Home Hall of Fame Russell Baze

Russell Baze

(1958- , Inducted 2004)

The best known national figure from the famed Pacific northwest racing family, Russell Baze’s riding career began in earnest when he was 15 at Walla Walla. He won his first race the following year at Yakima Meadows in 1974. Later that year he was leading apprentice at Longacres and Baze would hang his tack at the Renton track for four more years (1975-79). The numbers Baze has recorded since that time are absolutely astounding. He has won 400 or more races in 11 of the last 12 years – only failing to reach the 400 win plateau in 1999 when injured for three months – yet still managed 373 winning rides. As a means of comparison, no other rider in history has won over 400 races for more than two consecutive years. That streak was considered so fantastic that in the middle of the eight year run (1996), Baze was presented a Special Eclipse Award.
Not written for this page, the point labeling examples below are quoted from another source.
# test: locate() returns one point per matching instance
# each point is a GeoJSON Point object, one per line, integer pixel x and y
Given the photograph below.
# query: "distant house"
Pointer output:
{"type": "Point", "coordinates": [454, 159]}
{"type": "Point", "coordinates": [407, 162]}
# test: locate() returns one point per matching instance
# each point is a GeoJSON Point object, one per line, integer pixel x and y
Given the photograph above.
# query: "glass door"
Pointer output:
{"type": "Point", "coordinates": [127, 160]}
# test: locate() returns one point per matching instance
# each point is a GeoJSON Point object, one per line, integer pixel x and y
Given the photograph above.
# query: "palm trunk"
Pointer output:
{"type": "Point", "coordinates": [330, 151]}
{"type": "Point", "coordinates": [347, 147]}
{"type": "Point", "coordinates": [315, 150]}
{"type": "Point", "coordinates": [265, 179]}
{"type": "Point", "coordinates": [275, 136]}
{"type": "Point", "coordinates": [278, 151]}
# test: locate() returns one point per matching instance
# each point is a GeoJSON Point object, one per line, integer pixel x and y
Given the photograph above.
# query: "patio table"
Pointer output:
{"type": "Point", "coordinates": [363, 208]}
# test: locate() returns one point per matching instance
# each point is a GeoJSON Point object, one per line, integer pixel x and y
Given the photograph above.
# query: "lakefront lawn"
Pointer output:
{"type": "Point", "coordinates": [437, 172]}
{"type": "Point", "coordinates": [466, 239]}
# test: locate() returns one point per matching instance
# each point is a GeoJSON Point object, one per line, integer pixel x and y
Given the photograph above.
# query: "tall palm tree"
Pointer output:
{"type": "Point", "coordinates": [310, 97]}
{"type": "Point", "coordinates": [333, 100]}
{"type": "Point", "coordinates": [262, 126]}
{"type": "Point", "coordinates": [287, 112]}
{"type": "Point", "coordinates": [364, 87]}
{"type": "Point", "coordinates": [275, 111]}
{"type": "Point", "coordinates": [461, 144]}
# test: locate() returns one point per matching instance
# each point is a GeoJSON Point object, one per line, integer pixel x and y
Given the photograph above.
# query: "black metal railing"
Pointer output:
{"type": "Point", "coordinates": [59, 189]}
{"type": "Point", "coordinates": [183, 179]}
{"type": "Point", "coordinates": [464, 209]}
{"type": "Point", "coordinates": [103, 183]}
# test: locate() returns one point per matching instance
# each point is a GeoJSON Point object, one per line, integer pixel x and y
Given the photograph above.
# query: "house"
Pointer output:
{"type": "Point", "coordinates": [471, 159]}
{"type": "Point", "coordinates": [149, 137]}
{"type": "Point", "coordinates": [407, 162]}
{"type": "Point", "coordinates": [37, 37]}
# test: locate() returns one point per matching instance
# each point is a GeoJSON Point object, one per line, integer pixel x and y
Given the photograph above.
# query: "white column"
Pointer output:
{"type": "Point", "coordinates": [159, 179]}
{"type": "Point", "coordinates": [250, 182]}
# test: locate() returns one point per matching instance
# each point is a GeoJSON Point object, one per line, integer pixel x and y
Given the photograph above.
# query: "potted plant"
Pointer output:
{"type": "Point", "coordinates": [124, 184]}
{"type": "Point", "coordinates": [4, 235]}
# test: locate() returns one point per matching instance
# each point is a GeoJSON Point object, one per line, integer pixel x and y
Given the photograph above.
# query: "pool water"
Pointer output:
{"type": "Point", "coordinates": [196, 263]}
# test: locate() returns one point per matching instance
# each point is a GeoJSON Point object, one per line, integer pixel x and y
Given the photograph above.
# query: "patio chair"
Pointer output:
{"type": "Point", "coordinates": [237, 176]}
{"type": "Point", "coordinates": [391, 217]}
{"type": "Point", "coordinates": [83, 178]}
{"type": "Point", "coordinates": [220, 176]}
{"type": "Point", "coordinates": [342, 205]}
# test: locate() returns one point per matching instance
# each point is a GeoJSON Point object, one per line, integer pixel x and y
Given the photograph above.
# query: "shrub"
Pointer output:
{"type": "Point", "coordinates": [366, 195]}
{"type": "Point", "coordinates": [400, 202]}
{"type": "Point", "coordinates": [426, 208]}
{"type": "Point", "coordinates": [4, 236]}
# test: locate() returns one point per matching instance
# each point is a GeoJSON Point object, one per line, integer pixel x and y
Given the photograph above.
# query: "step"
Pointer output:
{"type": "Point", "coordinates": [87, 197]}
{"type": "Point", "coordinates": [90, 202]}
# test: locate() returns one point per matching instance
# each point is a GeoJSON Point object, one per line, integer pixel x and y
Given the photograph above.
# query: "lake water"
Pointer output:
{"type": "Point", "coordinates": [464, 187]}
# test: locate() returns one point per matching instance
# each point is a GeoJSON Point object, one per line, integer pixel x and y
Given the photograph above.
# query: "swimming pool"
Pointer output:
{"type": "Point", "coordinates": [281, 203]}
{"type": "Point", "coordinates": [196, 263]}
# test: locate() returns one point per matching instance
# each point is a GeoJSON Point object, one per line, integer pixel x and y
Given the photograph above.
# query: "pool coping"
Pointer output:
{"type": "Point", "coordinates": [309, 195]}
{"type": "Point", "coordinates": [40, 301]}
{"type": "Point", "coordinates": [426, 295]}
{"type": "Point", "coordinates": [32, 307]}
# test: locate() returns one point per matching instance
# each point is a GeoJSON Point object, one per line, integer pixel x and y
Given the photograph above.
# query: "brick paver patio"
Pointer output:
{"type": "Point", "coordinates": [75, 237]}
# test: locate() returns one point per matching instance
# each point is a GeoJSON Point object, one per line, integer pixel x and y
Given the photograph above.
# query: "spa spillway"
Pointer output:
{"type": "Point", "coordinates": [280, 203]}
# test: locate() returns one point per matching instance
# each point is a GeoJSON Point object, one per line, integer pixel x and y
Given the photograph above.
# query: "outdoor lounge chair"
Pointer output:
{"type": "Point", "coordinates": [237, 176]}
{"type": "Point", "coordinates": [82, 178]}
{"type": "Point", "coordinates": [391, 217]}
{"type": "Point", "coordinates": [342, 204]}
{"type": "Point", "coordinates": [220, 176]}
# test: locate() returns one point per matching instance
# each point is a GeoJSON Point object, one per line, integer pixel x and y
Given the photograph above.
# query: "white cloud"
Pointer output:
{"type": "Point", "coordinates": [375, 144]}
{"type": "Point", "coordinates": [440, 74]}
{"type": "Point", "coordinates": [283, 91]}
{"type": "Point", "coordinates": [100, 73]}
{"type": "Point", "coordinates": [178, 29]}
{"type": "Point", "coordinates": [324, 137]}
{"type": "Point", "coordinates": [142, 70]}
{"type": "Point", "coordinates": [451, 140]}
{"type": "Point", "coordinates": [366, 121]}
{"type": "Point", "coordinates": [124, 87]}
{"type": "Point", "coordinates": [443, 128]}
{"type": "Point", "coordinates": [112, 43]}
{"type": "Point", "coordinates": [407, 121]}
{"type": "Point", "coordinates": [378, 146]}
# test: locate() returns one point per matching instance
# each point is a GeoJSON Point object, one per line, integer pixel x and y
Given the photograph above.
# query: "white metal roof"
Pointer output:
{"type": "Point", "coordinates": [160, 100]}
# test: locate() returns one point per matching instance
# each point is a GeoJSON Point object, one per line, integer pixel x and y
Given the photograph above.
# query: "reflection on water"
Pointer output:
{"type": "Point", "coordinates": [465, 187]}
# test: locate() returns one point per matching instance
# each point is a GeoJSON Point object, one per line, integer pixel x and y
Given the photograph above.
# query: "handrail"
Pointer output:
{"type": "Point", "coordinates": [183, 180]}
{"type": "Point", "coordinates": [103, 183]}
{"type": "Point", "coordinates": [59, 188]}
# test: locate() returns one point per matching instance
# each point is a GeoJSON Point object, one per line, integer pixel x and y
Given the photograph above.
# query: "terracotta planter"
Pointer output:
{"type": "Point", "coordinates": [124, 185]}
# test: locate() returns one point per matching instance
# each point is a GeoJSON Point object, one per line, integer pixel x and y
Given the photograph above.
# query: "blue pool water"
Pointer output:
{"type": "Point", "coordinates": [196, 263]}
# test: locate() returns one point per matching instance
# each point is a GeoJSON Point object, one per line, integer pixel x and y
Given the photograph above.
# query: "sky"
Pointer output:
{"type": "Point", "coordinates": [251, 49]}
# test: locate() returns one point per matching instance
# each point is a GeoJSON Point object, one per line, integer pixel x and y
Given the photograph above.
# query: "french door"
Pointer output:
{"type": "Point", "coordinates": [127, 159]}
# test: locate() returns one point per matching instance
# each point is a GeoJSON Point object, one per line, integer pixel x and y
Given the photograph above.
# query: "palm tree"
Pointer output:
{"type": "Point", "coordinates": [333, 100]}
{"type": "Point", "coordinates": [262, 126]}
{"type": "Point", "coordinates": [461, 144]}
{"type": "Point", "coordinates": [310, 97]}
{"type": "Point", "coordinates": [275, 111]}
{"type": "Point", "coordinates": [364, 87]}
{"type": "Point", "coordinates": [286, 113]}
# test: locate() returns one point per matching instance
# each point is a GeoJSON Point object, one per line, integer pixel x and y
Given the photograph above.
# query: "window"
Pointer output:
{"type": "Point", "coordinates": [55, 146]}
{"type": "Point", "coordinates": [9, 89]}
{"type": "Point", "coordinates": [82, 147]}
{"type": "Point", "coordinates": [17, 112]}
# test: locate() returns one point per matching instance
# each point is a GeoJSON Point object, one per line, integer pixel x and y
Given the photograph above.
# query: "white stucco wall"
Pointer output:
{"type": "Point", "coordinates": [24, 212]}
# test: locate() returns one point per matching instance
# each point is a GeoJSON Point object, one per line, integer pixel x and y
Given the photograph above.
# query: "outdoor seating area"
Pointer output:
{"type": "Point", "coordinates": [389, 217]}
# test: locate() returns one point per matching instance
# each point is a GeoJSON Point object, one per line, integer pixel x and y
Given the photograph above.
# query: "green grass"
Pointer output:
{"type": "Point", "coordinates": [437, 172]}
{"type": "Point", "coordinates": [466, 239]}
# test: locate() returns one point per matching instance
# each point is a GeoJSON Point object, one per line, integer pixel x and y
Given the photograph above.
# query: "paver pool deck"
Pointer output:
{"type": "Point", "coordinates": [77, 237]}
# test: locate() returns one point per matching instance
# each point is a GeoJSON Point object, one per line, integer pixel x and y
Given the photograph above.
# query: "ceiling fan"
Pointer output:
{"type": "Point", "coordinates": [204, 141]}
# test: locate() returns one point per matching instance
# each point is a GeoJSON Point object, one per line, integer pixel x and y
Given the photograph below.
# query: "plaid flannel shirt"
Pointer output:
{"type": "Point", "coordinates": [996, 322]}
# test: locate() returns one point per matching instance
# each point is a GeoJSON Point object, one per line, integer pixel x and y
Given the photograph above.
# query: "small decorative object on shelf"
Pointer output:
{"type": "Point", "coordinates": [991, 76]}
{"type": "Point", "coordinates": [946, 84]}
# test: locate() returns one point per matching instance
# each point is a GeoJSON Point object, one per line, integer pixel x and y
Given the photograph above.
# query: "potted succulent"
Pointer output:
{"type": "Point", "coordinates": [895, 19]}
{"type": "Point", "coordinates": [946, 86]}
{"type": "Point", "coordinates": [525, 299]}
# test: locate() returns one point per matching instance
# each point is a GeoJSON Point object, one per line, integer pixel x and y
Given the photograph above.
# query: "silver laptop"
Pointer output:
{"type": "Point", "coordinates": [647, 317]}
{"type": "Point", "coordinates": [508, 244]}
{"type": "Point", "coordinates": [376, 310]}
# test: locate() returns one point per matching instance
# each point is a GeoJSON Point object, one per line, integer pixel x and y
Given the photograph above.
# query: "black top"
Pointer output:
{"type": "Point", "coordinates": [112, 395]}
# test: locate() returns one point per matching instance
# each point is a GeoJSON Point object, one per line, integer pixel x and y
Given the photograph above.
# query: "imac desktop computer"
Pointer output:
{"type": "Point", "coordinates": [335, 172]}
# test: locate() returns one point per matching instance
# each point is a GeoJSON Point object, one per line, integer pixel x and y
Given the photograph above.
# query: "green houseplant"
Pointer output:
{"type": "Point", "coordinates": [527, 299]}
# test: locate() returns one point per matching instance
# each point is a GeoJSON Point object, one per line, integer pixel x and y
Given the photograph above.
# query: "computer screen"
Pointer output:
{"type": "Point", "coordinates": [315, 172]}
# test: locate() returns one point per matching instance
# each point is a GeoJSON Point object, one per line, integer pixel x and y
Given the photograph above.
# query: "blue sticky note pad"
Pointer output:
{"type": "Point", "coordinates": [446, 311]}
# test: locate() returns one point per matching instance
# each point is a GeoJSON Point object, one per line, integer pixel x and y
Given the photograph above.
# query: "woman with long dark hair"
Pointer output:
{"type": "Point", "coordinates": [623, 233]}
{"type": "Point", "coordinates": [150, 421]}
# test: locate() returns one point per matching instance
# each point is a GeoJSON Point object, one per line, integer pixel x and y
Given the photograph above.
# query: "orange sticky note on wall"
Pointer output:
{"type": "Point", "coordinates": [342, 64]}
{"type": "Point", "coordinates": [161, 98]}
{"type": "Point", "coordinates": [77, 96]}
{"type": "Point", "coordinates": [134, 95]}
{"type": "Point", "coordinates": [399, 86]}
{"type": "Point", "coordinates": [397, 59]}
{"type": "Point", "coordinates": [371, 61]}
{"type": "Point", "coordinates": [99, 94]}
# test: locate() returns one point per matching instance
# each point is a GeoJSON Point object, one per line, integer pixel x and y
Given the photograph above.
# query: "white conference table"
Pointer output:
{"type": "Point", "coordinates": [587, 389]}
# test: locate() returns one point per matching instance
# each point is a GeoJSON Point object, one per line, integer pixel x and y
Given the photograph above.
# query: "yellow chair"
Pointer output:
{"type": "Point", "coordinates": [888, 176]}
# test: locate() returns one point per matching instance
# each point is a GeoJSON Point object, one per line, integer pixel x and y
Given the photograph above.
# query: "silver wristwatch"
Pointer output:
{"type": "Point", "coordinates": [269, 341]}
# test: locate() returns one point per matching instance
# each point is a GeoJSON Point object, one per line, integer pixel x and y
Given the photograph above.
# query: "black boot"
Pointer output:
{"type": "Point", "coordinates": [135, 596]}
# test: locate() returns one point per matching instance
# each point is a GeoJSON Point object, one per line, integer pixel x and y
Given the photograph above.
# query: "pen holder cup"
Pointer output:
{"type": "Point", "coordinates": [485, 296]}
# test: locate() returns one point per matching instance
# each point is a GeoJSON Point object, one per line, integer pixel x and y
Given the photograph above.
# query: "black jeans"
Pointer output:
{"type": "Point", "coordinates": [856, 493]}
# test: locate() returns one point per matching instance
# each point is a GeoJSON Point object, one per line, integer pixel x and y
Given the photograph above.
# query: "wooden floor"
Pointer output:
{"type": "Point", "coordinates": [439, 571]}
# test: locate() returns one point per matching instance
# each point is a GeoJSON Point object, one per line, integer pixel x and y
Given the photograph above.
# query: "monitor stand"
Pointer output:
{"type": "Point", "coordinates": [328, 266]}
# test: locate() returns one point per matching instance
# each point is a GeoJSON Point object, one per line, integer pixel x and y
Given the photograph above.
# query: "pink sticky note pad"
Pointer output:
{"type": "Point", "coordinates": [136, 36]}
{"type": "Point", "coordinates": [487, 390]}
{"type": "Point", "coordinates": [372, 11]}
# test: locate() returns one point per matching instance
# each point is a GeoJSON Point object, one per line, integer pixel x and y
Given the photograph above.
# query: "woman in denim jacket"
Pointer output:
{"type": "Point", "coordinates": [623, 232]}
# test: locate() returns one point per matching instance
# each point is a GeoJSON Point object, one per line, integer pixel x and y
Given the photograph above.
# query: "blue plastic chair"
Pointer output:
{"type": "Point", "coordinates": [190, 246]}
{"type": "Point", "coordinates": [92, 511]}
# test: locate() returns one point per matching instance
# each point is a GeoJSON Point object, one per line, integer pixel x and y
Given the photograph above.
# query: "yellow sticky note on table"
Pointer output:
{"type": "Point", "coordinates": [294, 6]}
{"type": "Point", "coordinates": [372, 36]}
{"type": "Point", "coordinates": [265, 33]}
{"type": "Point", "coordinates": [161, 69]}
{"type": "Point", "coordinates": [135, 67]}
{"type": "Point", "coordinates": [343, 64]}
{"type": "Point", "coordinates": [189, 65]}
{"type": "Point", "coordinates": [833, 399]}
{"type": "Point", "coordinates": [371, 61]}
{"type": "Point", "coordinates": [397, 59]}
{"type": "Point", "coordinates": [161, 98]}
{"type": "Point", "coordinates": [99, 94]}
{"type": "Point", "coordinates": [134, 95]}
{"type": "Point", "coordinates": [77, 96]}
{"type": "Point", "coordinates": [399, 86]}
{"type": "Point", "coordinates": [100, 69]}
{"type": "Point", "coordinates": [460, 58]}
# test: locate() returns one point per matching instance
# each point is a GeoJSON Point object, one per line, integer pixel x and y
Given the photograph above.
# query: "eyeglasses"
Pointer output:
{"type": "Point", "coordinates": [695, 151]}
Just as remarkable is the fact that Baze has won the Isaac Murphy Award, a national honor given annually to the jockey with the highest win percentage, every year since the award’s inception in 1995. He was also awarded the George Woolf Memorial Jockey Award by his peers in 2002. Born in Vancouver, British Columbia, Baze racked up most of these wins in northern California where he has captured 27 consecutive riding titles at Bay Meadows and had a streak of 24 consecutive riding titles at Golden Gate Fields, until it was broken (again due to injury) this past spring. He is the fourth leading rider of all time with over 8,600 wins, trailing only Laffit Pincay, Jr., Bill Shoemaker and Pat Day. If he stays healthy, Baze should surpass Day first, then Shoemaker next year and Pincay in 2006. Baze has ridden three Longacres Mile-G3 winners: Simply Majestic in 1988, Sky Jack in 2003 and was victorious in the ’04 edition last month with Adreamisborn.